Adventists like to point to the references to Paul's attending the synagogues on the seventh day. And he certainly did so. Yet, they consistently ignore what else those references tell us. He is not recorded as speaking to Christians in any of those occasions - not even one. In each case, he proclaims the word to the Jews. That is, his attendance at the synagogues was for the sake of evangelism. And, in a mixed community, where would he find Jews? Well, at the synagogue, of course, and on the seventh day. The whole Adventist argument is built on a very weak argument from silence, and committing the fallacies of cherry picking and moving the goalposts. Yet they claim that their teaching on the Sabbath is the distinguishing mark between the true Bride of Christ and the Great Whore. Surely such an important doctrine would require more proof than questionable exegesis!

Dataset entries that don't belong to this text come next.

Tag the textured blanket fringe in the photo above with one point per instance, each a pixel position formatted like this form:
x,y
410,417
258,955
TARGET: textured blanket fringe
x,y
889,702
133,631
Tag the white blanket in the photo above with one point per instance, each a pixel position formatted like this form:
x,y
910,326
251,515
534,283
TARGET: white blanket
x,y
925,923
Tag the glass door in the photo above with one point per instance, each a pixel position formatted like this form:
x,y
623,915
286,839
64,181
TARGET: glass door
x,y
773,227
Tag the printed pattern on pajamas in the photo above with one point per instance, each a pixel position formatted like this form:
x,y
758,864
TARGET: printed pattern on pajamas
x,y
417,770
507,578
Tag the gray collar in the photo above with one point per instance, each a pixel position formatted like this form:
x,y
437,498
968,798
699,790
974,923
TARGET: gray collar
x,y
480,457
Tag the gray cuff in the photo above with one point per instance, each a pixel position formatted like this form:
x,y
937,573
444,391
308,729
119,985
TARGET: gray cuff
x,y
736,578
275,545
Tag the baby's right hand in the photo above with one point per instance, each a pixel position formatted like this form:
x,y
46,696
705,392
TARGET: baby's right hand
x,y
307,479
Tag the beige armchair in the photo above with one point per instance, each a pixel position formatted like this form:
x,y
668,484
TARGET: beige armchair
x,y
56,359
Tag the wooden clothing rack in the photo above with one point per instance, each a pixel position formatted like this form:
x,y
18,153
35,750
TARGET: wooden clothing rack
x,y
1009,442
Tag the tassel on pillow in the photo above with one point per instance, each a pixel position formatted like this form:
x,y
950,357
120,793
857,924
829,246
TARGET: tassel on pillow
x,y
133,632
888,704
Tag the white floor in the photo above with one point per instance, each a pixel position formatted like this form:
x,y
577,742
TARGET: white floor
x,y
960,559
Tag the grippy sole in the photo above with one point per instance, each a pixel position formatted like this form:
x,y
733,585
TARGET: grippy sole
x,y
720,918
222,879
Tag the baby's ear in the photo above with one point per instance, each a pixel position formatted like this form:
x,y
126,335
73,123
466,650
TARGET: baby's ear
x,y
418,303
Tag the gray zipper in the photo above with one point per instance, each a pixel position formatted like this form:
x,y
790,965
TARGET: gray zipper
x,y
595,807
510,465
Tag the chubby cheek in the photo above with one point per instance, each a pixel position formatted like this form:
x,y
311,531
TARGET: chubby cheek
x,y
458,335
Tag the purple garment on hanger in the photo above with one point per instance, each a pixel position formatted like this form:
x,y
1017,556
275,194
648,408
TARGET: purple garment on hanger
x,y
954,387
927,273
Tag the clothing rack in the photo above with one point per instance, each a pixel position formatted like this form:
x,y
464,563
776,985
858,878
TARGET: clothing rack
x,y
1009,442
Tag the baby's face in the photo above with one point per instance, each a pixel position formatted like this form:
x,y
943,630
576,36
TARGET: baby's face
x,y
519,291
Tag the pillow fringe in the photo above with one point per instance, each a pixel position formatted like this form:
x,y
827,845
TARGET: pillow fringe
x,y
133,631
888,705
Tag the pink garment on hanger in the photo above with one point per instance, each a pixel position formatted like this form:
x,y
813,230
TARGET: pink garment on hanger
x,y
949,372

A doctrine should never be based on an historical reference, absent reinforcement from explicit teaching texts. Yet, the Adventist can provide none. After the Christians are expelled from the synagogues in Acts, we never see another reference to a Christian gathering, whether at the Temple or at a synagogue, or any activity on the seventh day of the week. Paul never mentions one. Peter never mentions one. John never mentions one. And - most telling of all - the Epistle to the Hebrews never mentions one, even though much of it is devoted to Jewish law and worship. Not once in any of them.